Pour leur donner une bonne leçon, il a donc décidé de sortir un de ses déguisements et de sévir. Afin de ne pas provoquer d’accident en paradant sur le route, mais aussi pour respecter lui-même le confinement, il a décidé, la nuit tombée, de se poster devant chez lui. Sa femme l’a filmé et a posté cette vidéo sur les réseaux sociaux.  Elle est rapidement devenue virale, et la peur des fantômes a incité ses voisins à rester chez eux. 

La peur répandue des fantômes

C'est une crainte répandue en Malaisie. Le pays a beau être majoritairement musulman, la galerie de fantômes de la culture malaise, présente avant l’islamisation du pays, subsiste toujours, même dans les régions qui appliquent la charria comme celle où habite Muhammad. 

Quelques jours après avoir révélé sa supercherie, Muhammad a été très surpris de voir des policiers toquer à sa porte. Il a d’abord pris peur, pensant qu’il allait être arrêté pour trouble à l’ordre public, mais en réalité, les forces de l’ordre étaient venues le féliciter d’avoir aidé au bon respect des règles du confinement et ont tenu à prendre une photo avec lui déguisé.

Des fantômes présents aussi... en Indonésie

Le cas de ce fantôme malais n’est pas isolé. En Indonésie, un petite village de l’île de Java a mis en place des patrouilles de pacongs, des fantômes qui incarnent dans la culture indonésienne les âmes errantes des défunts. Avec la bénédiction de la police, ils patrouillent dans les rues de leur village qui a décidé de se confiner alors même que le gouvernement du pays n’a pas encore déclaré de confinement général.

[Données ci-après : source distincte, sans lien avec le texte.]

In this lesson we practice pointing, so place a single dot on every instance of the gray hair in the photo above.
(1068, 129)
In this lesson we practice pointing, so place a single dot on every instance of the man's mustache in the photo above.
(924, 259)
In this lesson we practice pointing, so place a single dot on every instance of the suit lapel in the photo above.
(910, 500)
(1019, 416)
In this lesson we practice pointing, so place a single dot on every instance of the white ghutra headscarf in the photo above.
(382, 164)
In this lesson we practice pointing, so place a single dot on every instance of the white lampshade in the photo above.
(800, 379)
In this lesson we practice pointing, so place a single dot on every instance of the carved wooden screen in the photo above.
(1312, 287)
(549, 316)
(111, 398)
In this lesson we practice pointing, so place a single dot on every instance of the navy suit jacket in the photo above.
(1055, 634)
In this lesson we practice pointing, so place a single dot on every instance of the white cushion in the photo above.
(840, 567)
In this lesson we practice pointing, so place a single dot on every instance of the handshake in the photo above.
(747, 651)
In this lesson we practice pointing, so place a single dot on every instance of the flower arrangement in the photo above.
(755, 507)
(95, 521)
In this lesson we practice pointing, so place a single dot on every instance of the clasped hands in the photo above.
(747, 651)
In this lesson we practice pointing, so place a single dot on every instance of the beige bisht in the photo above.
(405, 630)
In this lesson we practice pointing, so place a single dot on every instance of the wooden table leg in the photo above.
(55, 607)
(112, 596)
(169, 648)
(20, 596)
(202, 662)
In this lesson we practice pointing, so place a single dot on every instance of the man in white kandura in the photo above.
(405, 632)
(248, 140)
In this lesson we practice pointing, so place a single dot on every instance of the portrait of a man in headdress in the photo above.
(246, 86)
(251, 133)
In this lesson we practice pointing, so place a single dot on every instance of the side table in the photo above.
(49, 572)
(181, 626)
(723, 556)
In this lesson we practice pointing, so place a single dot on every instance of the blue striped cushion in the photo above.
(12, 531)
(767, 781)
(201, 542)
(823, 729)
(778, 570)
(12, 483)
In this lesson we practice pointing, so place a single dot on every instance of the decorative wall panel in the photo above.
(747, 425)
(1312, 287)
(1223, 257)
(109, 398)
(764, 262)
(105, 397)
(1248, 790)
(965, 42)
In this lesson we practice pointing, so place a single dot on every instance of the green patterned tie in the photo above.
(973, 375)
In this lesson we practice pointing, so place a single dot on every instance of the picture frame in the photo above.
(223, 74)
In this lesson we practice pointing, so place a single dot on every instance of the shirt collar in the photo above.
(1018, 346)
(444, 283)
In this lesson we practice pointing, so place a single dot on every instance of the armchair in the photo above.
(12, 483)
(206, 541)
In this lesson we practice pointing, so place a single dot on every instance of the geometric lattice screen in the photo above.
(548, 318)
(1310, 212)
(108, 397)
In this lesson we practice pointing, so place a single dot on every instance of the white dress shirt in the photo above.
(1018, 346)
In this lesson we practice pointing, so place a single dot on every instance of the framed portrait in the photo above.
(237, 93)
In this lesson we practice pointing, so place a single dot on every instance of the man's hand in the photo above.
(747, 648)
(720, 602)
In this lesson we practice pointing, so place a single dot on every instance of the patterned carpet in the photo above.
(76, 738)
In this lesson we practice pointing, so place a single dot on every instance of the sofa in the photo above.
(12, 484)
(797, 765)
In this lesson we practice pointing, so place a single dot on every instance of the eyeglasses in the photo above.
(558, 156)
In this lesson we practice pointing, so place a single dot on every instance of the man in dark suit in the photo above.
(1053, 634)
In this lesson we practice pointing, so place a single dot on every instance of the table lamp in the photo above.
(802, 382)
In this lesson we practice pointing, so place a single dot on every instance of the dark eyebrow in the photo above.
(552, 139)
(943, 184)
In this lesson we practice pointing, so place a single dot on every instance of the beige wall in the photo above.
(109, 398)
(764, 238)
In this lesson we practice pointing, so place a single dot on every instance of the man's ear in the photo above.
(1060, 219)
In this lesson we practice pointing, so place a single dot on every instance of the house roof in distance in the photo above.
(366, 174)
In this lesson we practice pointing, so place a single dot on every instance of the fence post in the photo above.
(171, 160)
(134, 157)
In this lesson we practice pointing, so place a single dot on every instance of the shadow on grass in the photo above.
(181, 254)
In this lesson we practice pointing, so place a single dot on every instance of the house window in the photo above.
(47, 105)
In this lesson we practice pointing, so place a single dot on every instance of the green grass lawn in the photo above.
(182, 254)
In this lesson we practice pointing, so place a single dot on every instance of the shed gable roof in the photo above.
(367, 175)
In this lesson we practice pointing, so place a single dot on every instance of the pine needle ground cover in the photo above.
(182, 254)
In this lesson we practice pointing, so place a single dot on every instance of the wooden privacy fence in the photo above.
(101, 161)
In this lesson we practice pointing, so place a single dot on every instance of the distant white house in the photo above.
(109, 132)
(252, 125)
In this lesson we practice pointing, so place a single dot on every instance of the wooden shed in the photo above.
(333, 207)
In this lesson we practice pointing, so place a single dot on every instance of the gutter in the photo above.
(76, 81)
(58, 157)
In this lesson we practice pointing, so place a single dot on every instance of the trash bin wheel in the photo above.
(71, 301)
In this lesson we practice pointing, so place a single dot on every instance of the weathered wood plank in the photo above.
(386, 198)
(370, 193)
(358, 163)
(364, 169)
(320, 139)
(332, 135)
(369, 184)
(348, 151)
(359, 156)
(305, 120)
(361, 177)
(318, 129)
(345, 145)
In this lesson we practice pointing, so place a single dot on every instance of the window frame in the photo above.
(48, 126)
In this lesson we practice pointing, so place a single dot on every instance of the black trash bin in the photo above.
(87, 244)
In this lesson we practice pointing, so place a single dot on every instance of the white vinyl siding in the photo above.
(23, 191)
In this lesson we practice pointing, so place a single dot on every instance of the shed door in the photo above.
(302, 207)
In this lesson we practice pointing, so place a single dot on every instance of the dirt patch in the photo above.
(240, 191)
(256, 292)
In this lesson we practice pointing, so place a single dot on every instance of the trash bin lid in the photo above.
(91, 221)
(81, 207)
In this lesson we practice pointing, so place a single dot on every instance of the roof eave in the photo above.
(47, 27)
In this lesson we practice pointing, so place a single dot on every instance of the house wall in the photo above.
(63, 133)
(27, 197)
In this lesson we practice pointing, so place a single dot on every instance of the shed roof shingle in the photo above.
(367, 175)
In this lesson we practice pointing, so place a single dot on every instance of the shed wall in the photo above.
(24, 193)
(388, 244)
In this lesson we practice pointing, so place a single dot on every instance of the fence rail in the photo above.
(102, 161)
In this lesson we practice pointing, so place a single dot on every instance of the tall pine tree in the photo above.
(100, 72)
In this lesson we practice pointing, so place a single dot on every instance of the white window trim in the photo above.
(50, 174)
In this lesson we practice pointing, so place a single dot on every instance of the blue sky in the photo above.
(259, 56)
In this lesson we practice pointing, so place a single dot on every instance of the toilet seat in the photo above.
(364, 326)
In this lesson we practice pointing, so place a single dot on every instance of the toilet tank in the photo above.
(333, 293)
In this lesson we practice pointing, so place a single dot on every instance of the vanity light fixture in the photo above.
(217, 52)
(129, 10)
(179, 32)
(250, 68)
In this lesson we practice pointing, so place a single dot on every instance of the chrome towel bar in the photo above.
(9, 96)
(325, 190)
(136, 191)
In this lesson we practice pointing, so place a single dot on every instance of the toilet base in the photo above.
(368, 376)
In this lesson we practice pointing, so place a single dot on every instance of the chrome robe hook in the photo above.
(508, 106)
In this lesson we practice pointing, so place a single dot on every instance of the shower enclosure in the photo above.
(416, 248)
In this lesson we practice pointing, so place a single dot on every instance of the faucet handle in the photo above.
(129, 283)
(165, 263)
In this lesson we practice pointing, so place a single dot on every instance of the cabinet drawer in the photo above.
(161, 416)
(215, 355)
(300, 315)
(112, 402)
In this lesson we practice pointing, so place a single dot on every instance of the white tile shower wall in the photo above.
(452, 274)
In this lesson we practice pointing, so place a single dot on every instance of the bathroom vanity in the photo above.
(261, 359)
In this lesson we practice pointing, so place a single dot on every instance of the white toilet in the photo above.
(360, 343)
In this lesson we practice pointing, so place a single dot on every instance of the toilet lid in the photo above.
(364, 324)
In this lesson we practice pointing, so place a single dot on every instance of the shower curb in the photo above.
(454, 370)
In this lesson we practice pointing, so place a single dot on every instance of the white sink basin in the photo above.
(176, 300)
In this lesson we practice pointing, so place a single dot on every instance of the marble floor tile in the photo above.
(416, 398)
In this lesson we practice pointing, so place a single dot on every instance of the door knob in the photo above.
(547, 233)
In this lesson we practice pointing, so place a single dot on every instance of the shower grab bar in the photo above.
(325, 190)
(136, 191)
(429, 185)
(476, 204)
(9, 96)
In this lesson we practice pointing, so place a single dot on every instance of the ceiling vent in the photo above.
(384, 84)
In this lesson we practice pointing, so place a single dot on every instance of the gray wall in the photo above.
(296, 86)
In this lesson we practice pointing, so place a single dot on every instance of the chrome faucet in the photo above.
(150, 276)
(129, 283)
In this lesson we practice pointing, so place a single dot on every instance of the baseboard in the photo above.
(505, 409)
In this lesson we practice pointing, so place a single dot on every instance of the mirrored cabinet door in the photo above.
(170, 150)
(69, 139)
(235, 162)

Enveloppés dans un drap pâle, le visage grimé de blanc, les fantômes ont d’abord fait sensation et créé l’effet inverse à celui escompté : les habitants sortaient pour les apercevoir, effrayés mais surtout curieux. Le maire a donc décidé de changer de stratégie et de ne plus révéler les itinéraires et heures de sortie des fantômes. Depuis, assure-t-il, petits comme grands restent chez eux pour ne pas risquer de croiser un de ces esprits, et se préservent ainsi de risque de contamination. 

Un homme marche dans une rue vide, à Kuala Lumpur (Malaisie), le 2 avril 2020.
Un homme marche dans une rue vide, à Kuala Lumpur (Malaisie), le 2 avril 2020. (FAZRY ISMAIL / EPA)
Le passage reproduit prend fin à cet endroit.